Its the major vulnerability to the system as currently implemented.

>   
> Regards,
> -drc
>
> P.S. An honest question: how often do root X.509 CAs roll their root keys?
It's kind of irrelevant, but somewhere between 5 and 20 years.  It's 
irrelevant since there are something like 50+ of them in common use (and 
probably another 50 in slightly sparser use).  The compromise of any one 
of them is unlikely to have the same effect as taking out the single 
DNSSEC KSK trust anchor key.

Later, Mike

ps:

One of the more useful analysis methods I've seen for thinking about 
things like this is Schniers's attack tree.  First come up with what you 
want to do in an attack, next list the possible ways to get there.  For 
each of the ways list what you need to accomplish (either an "or" or an 
"and" branch for each level you recurse - e.g. Either steal the password 
from the guys wallet, use social engineering, or break the passwd 
file).  Then assign cost and probability of success to each branch of 
the tree and its subtrees. Then use the tree to calculate probability 
and cost for accomplishing the overall attack.  For "or" branches, you 
take the best probability or lowest cost - you may end up calculating 
both versions of the tree.  For "and" branches, its the sum of the costs 
of the subtree and the product of the probabilities.

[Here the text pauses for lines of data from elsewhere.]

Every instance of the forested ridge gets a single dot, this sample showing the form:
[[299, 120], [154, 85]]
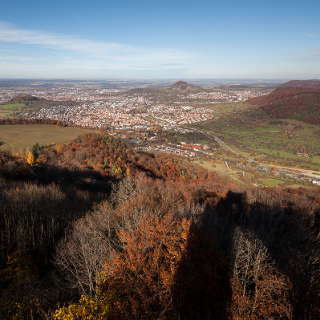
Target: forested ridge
[[92, 229]]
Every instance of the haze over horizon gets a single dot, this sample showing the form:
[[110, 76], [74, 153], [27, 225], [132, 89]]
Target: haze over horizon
[[184, 39]]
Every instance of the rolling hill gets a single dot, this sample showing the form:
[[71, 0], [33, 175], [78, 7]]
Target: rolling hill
[[297, 99]]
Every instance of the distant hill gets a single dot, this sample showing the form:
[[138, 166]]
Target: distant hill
[[302, 84], [297, 99], [183, 86]]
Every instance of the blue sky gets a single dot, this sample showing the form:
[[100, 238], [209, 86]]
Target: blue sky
[[160, 39]]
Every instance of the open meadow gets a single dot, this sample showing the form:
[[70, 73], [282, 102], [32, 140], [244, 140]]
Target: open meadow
[[8, 109], [18, 138]]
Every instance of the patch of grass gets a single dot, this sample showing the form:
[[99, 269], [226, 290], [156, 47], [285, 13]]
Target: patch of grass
[[270, 182], [18, 138], [286, 141], [6, 110]]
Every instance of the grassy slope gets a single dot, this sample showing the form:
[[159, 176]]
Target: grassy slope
[[20, 137], [7, 109]]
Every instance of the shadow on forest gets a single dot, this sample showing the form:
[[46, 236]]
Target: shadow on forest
[[291, 236], [37, 205]]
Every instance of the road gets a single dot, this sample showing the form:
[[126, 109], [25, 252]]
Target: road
[[296, 171]]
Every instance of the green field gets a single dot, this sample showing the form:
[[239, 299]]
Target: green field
[[18, 138], [286, 141]]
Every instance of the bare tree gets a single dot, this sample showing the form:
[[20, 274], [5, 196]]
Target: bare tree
[[89, 244]]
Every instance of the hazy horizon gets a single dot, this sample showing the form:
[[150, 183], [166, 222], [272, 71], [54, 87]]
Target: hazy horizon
[[179, 40]]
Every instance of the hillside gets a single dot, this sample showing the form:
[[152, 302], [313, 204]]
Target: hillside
[[299, 100], [91, 229]]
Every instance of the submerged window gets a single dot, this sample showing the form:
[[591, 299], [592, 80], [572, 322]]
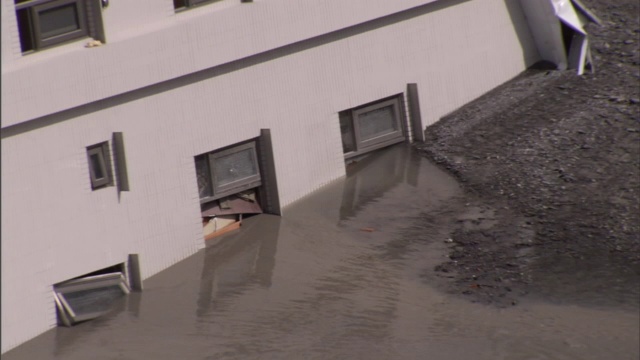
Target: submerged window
[[99, 165], [371, 126], [183, 4], [44, 23], [227, 172], [88, 297]]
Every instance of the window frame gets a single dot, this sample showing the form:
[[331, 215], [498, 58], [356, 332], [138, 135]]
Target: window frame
[[67, 314], [104, 159], [189, 4], [364, 146], [34, 10], [250, 182]]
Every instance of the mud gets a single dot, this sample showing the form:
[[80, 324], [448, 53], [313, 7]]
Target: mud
[[550, 163], [346, 273]]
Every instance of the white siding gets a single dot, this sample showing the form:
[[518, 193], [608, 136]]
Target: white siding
[[54, 227]]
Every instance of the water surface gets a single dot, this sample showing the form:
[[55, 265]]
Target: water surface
[[337, 277]]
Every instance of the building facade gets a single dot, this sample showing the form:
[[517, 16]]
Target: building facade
[[116, 115]]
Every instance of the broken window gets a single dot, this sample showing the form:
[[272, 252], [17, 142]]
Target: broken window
[[43, 23], [88, 297], [371, 126], [227, 172], [228, 182], [183, 4]]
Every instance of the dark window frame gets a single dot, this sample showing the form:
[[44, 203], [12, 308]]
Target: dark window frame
[[104, 164], [362, 146], [68, 315], [179, 5], [29, 13], [246, 183]]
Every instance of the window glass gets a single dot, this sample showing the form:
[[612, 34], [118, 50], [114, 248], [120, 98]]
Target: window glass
[[98, 166], [58, 21], [346, 130], [376, 122], [24, 27], [234, 167], [203, 175], [91, 301]]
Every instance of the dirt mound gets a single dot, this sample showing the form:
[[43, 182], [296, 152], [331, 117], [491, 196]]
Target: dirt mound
[[551, 161]]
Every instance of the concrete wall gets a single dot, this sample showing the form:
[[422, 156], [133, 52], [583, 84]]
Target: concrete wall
[[162, 84]]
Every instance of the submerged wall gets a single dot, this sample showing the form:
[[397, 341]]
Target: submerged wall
[[175, 92]]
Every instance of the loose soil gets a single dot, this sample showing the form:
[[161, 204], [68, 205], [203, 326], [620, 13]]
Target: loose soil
[[550, 162]]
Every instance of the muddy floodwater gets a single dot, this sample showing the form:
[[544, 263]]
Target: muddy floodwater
[[344, 274]]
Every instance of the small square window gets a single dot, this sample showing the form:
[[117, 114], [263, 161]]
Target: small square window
[[372, 126], [88, 297], [46, 23], [227, 172], [99, 165]]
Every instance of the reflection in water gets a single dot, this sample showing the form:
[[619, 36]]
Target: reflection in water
[[231, 267], [313, 285]]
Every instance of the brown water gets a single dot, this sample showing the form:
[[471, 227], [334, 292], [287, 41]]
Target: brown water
[[337, 277]]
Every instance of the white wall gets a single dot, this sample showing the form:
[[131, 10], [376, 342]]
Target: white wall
[[55, 227]]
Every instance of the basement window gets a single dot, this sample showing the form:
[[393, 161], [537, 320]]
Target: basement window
[[88, 297], [227, 172], [99, 165], [184, 4], [44, 23], [371, 126]]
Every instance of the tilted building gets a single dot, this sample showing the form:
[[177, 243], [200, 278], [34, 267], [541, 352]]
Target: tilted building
[[124, 121]]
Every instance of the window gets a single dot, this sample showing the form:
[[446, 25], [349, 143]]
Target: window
[[182, 4], [88, 297], [227, 172], [44, 23], [371, 126], [99, 165]]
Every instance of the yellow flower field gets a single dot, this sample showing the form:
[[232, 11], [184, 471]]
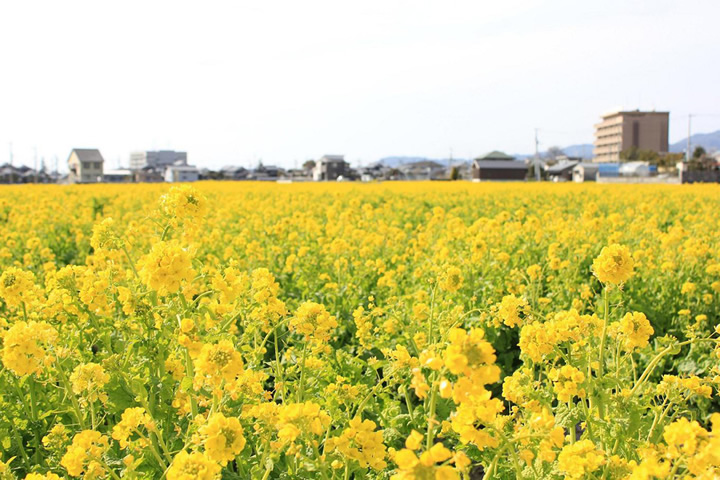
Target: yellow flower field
[[399, 331]]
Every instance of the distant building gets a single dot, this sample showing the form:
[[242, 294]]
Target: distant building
[[423, 170], [620, 131], [233, 172], [121, 175], [86, 166], [585, 172], [331, 167], [562, 171], [498, 166], [266, 173], [158, 159], [635, 169], [22, 174], [148, 174], [181, 173]]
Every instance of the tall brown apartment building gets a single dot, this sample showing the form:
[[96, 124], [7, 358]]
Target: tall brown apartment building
[[619, 131]]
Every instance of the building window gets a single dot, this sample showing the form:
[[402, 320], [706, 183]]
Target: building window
[[636, 134]]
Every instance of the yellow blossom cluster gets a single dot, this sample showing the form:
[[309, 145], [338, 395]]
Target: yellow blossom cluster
[[412, 331]]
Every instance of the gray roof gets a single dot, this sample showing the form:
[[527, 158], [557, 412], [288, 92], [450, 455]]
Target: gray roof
[[332, 158], [232, 168], [500, 164], [496, 155], [561, 166], [88, 154], [420, 164]]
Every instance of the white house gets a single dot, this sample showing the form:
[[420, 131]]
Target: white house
[[86, 165], [181, 173]]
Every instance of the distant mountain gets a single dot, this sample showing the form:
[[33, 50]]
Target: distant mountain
[[709, 141], [583, 150], [394, 162]]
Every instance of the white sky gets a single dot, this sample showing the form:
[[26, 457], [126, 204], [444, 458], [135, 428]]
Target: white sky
[[283, 81]]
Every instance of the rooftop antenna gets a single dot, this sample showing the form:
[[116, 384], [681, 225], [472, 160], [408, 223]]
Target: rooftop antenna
[[537, 159], [687, 148]]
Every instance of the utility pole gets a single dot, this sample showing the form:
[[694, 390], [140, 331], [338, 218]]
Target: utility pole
[[537, 158], [687, 148], [12, 175]]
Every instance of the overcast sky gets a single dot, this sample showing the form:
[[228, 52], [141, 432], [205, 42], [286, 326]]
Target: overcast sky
[[284, 81]]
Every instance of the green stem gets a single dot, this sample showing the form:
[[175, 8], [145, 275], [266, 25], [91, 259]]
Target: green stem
[[69, 393], [189, 373], [431, 320], [601, 406], [278, 367], [431, 417], [130, 261], [301, 389]]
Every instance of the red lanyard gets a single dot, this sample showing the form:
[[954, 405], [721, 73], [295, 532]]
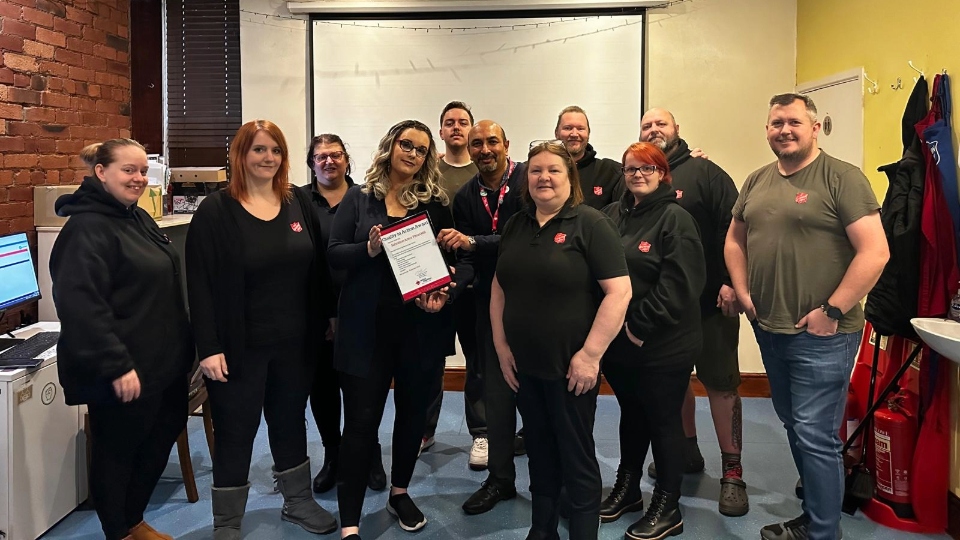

The "attack" I listed at the beginning (revoke the root trust anchor 
set) has several branches - only one of which is sneak in the revocation 
bit as part of the normal signing.  Other approaches are brute force, 
key extraction, compromise of the key backups, etc.

Of course, this doesn't necessarily help if someone comes up with an 
unanticipated attack.  All you can do then is hope your defense in depth 
has mitigated at least some branches of that attack's attack tree.